Malala va por muy buen camino para lograr sus propósitos; preguntada por el «no» del Nobel a su candidatura para el premio de la paz, declaró: «El premio que tengo en la cabeza es ver a todos los niños yendo a la escuela». Dieciséis años nada más y una carrera meteórica; cuando cumpla dieciocho no va a poder votar€ va a poder votarse.

Defiende unas metas encomiables, faltaría más, pero yo sólo espero que los mismos que la alaban ahora no publiquen futuros reportajes sobre el pasado turbio de su hipotético novio, la cantidad de pasta que se gasta en pañuelos islámicos de Calvin Klein o que se destape que sus padres no metieron los dos millones del anticipo en la cuenta de ahorro de su chiquitilla, sino en negocios propios y turbulentos.

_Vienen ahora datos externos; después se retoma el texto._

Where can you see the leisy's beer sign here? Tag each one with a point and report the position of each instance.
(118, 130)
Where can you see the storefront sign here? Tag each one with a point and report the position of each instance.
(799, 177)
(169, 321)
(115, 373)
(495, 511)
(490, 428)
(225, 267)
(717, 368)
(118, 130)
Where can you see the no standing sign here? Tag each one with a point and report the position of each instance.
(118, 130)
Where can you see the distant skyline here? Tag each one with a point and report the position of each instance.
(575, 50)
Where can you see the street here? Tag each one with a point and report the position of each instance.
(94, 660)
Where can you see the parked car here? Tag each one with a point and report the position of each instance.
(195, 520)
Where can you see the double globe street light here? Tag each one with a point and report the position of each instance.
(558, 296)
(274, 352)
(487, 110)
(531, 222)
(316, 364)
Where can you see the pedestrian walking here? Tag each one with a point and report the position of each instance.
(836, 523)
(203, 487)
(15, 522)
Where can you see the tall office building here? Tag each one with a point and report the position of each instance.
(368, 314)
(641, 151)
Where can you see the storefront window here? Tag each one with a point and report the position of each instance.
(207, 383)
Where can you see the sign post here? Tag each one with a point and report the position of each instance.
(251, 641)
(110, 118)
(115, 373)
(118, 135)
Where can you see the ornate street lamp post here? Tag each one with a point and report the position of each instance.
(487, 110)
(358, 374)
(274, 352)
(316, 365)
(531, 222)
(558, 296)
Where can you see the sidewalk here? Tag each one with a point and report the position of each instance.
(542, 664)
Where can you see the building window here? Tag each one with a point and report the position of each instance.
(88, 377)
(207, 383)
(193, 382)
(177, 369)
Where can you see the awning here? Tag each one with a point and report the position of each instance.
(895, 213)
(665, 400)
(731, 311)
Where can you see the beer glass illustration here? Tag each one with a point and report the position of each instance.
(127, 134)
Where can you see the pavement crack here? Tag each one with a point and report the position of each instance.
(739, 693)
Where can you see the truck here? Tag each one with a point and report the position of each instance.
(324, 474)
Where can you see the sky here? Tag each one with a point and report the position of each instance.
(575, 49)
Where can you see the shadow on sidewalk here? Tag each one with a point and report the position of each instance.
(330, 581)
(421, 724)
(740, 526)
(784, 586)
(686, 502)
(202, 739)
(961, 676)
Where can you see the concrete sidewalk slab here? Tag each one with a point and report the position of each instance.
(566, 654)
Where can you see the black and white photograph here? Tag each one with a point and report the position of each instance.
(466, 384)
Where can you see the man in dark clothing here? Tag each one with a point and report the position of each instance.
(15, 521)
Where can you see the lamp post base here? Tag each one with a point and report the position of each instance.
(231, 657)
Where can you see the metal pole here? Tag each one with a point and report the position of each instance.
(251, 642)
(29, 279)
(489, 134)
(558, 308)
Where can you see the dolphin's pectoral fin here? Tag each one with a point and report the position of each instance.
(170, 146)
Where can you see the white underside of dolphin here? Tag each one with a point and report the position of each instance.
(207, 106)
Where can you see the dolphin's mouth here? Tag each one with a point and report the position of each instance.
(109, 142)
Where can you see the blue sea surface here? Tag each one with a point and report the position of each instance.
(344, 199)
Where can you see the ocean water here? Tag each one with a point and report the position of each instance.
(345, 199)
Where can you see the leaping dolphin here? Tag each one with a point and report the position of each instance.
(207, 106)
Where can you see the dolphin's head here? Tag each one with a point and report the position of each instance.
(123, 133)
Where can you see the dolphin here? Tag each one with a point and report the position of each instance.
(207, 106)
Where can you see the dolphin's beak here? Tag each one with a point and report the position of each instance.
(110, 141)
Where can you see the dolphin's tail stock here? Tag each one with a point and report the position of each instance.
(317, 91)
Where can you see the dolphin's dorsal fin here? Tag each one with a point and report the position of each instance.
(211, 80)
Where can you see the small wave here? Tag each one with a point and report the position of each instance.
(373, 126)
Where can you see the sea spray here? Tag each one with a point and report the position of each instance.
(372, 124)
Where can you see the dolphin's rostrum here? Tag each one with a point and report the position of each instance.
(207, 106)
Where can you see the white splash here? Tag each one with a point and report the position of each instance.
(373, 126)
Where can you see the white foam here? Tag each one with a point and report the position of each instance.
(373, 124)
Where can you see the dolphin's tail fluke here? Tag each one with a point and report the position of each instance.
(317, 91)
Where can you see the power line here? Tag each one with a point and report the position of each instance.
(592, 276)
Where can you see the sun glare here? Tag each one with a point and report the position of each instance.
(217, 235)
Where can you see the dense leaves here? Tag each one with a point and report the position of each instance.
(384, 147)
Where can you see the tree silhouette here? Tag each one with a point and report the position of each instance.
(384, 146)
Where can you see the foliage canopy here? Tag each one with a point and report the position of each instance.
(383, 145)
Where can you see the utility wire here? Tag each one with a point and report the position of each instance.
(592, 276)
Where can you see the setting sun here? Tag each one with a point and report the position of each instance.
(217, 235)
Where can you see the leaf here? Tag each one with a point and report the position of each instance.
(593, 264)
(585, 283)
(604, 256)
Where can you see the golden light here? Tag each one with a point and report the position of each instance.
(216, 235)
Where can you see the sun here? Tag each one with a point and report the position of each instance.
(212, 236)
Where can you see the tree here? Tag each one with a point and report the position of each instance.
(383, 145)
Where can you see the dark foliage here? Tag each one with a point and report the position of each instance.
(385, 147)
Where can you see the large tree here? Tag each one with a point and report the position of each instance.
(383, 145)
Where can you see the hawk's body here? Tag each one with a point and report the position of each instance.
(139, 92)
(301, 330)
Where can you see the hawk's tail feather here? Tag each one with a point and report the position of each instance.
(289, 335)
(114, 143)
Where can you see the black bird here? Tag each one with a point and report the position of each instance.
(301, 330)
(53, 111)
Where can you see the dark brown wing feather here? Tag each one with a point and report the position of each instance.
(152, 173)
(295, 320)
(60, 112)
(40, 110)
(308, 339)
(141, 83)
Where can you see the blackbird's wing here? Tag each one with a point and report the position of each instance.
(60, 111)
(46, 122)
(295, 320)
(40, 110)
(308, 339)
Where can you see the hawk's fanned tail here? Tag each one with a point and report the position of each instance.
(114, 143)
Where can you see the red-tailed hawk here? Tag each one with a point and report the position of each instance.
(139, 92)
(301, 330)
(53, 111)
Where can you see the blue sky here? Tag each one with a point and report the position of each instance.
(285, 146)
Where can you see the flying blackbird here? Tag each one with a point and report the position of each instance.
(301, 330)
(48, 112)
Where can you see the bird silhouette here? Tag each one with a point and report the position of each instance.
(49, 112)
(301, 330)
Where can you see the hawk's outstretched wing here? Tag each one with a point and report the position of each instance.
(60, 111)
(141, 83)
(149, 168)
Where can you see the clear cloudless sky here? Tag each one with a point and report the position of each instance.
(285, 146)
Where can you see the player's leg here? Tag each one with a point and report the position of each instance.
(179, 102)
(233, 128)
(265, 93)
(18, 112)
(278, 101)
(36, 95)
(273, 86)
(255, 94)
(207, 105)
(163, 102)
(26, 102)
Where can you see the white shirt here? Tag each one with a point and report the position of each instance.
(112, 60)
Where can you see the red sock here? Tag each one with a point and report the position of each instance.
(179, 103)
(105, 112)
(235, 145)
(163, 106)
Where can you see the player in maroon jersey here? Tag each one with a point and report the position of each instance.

Porque puede ser que el mundo, quizás más que nunca, necesite historias edificantes, personajes a los que admirar y concebir como ejemplos a seguir; o quizás lo que más necesitemos en estos momentos sea otra cosa, algo más de verdad, algo menos adornado y engolado en su presentación, vidas que parezcan menos biopics, menos eslóganes y menos espectacularidad. Más de esa otra cosa que ya parece que hemos perdido hace tiempo.